Prior to joining CBS News, Duthiers worked as an international correspondent for CNN in Lagos, Nigeria. His reporting on the more than 200 girls kidnapped from their school in Northeastern Nigeria by the Islamist terror group Boko Haram earned him a Peabody Award. During his assignment in Nigeria, Duthiers reported extensively on Boko Haram’s terrorist activities, which have resulted in the deaths of thousands of Nigerians since 2009. Duthiers covered the ongoing military intervention in Mali, the terrorist attack on Algeria’s Amenas gas plant, the trial and sentencing of former Liberian warlord Charles Taylor at the International Criminal Court in Sierra Leone, the crash of Dana Air Flight 992, and President Barack Obama’s visit to Senegal while in the region.

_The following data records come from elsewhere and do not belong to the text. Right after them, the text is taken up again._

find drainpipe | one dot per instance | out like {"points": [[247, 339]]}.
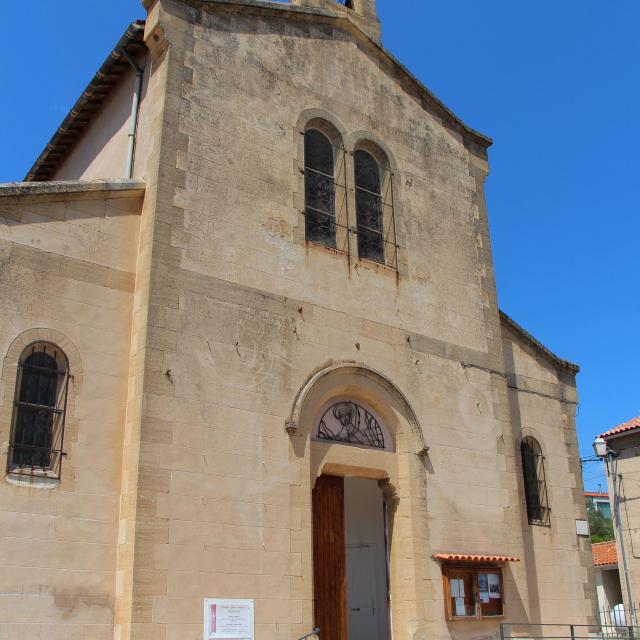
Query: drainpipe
{"points": [[611, 458], [135, 107]]}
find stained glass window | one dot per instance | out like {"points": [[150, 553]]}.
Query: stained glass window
{"points": [[535, 487], [39, 409], [320, 188], [369, 216]]}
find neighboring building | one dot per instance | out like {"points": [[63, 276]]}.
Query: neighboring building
{"points": [[624, 441], [271, 365], [599, 501], [608, 589]]}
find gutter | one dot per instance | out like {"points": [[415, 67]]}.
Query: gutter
{"points": [[87, 105]]}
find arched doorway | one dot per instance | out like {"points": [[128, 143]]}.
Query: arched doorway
{"points": [[351, 559], [359, 447]]}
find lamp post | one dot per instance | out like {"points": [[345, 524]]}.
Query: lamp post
{"points": [[603, 452]]}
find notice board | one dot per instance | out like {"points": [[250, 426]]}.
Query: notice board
{"points": [[228, 619]]}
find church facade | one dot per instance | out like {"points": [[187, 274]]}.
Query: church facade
{"points": [[252, 350]]}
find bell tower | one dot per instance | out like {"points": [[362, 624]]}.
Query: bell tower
{"points": [[363, 13]]}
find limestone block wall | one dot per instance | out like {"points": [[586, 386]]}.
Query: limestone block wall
{"points": [[542, 399], [242, 312], [67, 270]]}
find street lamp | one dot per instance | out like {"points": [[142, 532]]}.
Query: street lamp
{"points": [[600, 447], [603, 451]]}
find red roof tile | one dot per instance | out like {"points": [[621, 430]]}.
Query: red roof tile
{"points": [[467, 557], [604, 553], [634, 423]]}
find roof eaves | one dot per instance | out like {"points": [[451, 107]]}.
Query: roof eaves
{"points": [[622, 429], [87, 105], [537, 345]]}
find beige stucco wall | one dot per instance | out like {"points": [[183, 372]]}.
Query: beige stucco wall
{"points": [[67, 266]]}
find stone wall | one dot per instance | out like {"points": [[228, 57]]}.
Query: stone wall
{"points": [[67, 263], [242, 312]]}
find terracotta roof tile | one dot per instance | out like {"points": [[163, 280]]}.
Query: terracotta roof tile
{"points": [[634, 423], [468, 557], [604, 553]]}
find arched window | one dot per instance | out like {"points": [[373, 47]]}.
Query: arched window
{"points": [[535, 486], [369, 207], [319, 188], [374, 206], [39, 410]]}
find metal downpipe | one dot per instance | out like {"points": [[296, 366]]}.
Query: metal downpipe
{"points": [[135, 108]]}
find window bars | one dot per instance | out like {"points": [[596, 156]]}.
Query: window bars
{"points": [[37, 435], [535, 485], [327, 220], [375, 214]]}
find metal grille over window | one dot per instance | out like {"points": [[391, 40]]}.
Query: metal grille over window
{"points": [[325, 192], [349, 422], [37, 437], [374, 210], [535, 486]]}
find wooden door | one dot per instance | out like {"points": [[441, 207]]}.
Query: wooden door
{"points": [[329, 559]]}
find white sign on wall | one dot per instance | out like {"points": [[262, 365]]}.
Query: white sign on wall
{"points": [[228, 619]]}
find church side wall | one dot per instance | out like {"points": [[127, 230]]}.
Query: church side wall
{"points": [[558, 563], [628, 468], [242, 312], [67, 266]]}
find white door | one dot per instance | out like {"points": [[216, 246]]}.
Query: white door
{"points": [[363, 609]]}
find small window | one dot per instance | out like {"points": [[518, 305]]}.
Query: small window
{"points": [[375, 218], [535, 486], [319, 188], [473, 593], [39, 411]]}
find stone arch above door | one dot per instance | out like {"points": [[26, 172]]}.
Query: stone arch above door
{"points": [[350, 381], [400, 474]]}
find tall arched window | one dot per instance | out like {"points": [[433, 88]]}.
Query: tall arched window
{"points": [[375, 218], [39, 410], [535, 486], [369, 214], [319, 188]]}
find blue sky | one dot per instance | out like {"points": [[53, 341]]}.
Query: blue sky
{"points": [[555, 84]]}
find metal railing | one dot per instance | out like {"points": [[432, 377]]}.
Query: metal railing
{"points": [[619, 617], [527, 631]]}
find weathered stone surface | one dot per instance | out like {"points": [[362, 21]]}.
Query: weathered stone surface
{"points": [[202, 322]]}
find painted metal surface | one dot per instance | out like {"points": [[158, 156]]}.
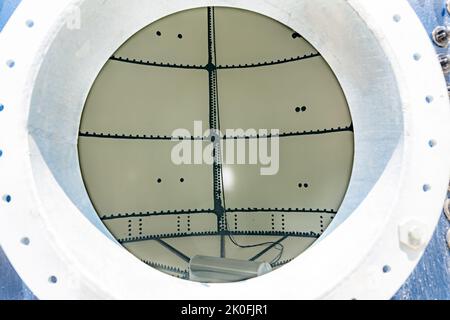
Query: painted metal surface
{"points": [[431, 280]]}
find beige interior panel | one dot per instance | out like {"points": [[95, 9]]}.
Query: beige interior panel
{"points": [[191, 49], [323, 162], [163, 100], [244, 37], [252, 73], [268, 97]]}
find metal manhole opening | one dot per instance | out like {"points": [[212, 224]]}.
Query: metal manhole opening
{"points": [[216, 144]]}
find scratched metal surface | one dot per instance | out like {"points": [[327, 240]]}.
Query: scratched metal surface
{"points": [[430, 280]]}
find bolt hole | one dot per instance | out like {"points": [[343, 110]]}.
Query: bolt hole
{"points": [[53, 279], [25, 241], [432, 143], [10, 63]]}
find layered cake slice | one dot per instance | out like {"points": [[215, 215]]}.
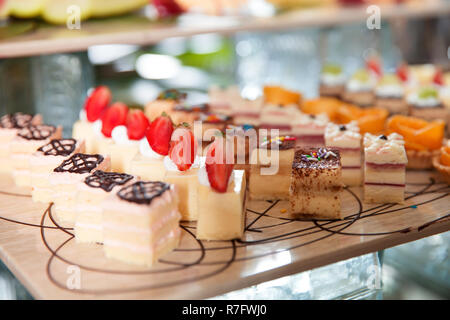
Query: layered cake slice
{"points": [[148, 163], [65, 178], [181, 166], [10, 125], [270, 169], [316, 184], [141, 222], [27, 141], [309, 129], [347, 139], [384, 168], [126, 141], [91, 193], [90, 118], [221, 197], [47, 158]]}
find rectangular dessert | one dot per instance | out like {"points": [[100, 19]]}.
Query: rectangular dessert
{"points": [[309, 129], [47, 158], [90, 196], [316, 183], [141, 222], [27, 141], [215, 220], [10, 125], [384, 168], [270, 169], [65, 178], [347, 139]]}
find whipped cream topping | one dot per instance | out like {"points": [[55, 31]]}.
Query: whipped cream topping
{"points": [[171, 166], [417, 101], [120, 136], [147, 151], [330, 79], [385, 149], [390, 90]]}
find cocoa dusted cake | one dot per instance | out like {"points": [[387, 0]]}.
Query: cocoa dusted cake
{"points": [[316, 183]]}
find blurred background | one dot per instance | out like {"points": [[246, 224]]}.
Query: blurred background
{"points": [[122, 44]]}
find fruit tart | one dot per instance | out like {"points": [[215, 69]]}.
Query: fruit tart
{"points": [[422, 139]]}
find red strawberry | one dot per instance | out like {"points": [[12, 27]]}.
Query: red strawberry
{"points": [[374, 65], [159, 134], [97, 102], [137, 123], [402, 72], [183, 148], [219, 172], [438, 78], [116, 115]]}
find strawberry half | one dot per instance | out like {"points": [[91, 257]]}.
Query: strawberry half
{"points": [[97, 102], [438, 78], [183, 148], [402, 72], [219, 172], [137, 124], [116, 115], [159, 134]]}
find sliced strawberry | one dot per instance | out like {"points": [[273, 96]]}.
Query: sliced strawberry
{"points": [[402, 72], [159, 134], [438, 78], [114, 116], [97, 102], [137, 124], [374, 65], [183, 148], [219, 172]]}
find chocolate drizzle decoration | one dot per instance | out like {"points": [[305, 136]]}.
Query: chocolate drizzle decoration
{"points": [[143, 192], [80, 163], [15, 121], [59, 147], [39, 132], [107, 180]]}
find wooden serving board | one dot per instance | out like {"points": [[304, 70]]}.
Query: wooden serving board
{"points": [[48, 261]]}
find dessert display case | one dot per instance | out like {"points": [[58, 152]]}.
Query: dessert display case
{"points": [[48, 70]]}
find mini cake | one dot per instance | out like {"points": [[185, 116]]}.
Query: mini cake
{"points": [[184, 113], [271, 166], [91, 193], [65, 178], [384, 168], [316, 184], [360, 89], [221, 100], [442, 162], [390, 94], [426, 104], [165, 102], [148, 162], [27, 141], [247, 111], [181, 166], [47, 158], [347, 139], [10, 125], [332, 81], [309, 129], [422, 139], [141, 222], [90, 118], [114, 116], [126, 141], [221, 197]]}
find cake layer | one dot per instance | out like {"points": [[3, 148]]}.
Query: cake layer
{"points": [[384, 193]]}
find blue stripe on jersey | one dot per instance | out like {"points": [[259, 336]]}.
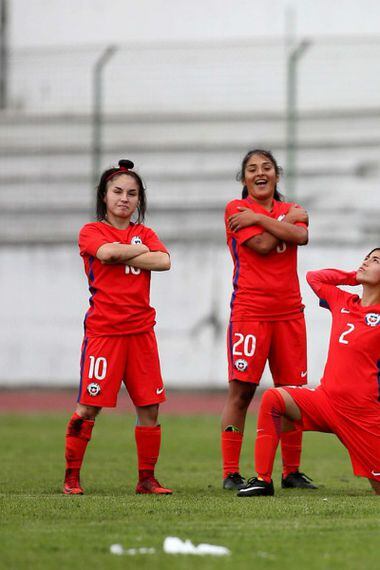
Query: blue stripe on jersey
{"points": [[93, 290], [235, 286], [84, 347], [323, 303], [236, 271]]}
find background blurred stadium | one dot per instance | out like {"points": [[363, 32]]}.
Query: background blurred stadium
{"points": [[185, 112]]}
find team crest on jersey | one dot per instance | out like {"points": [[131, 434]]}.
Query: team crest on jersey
{"points": [[372, 319], [241, 364], [93, 389]]}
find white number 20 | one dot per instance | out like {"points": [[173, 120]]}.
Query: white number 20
{"points": [[342, 338], [248, 342]]}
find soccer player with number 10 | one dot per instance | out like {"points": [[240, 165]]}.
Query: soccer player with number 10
{"points": [[119, 343]]}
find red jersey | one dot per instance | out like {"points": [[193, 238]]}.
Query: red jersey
{"points": [[119, 302], [352, 372], [266, 287]]}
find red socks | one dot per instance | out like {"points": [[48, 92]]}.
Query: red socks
{"points": [[231, 442], [272, 409], [291, 447], [78, 435], [148, 443]]}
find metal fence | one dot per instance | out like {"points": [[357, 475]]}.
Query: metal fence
{"points": [[186, 113], [201, 77]]}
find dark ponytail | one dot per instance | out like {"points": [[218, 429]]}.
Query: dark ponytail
{"points": [[125, 167], [240, 175]]}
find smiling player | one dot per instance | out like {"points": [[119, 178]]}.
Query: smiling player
{"points": [[119, 343], [347, 402], [267, 321]]}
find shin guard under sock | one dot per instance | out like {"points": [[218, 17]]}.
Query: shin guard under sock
{"points": [[231, 442], [148, 443], [272, 409], [78, 435]]}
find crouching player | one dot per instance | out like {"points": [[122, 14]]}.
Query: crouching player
{"points": [[347, 402], [119, 342]]}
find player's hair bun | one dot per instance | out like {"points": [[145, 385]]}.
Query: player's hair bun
{"points": [[125, 163]]}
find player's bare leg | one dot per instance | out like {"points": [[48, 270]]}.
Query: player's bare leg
{"points": [[148, 443], [375, 486], [78, 434], [239, 397]]}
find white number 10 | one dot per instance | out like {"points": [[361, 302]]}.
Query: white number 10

He also covered the Israeli-Palestinian conflict from the Middle East, as well as the political turmoil in Thailand and the birth of the royal baby Prince George in July 2013. He began his career at CNN in 2009 as a production assistant on the news program “Amanpour,” later becoming an associate producer on “Anderson Cooper 360°.” He was one of the first journalists to arrive in Haiti to cover the 2010 earthquake, and he was a member of the team that won two Emmy Awards for their coverage. Prior to his journalism career, Duthiers worked in the investment management industry for 18 years, most recently as a managing director at an investment firm, where he led global investment initiatives for clients in 21 countries.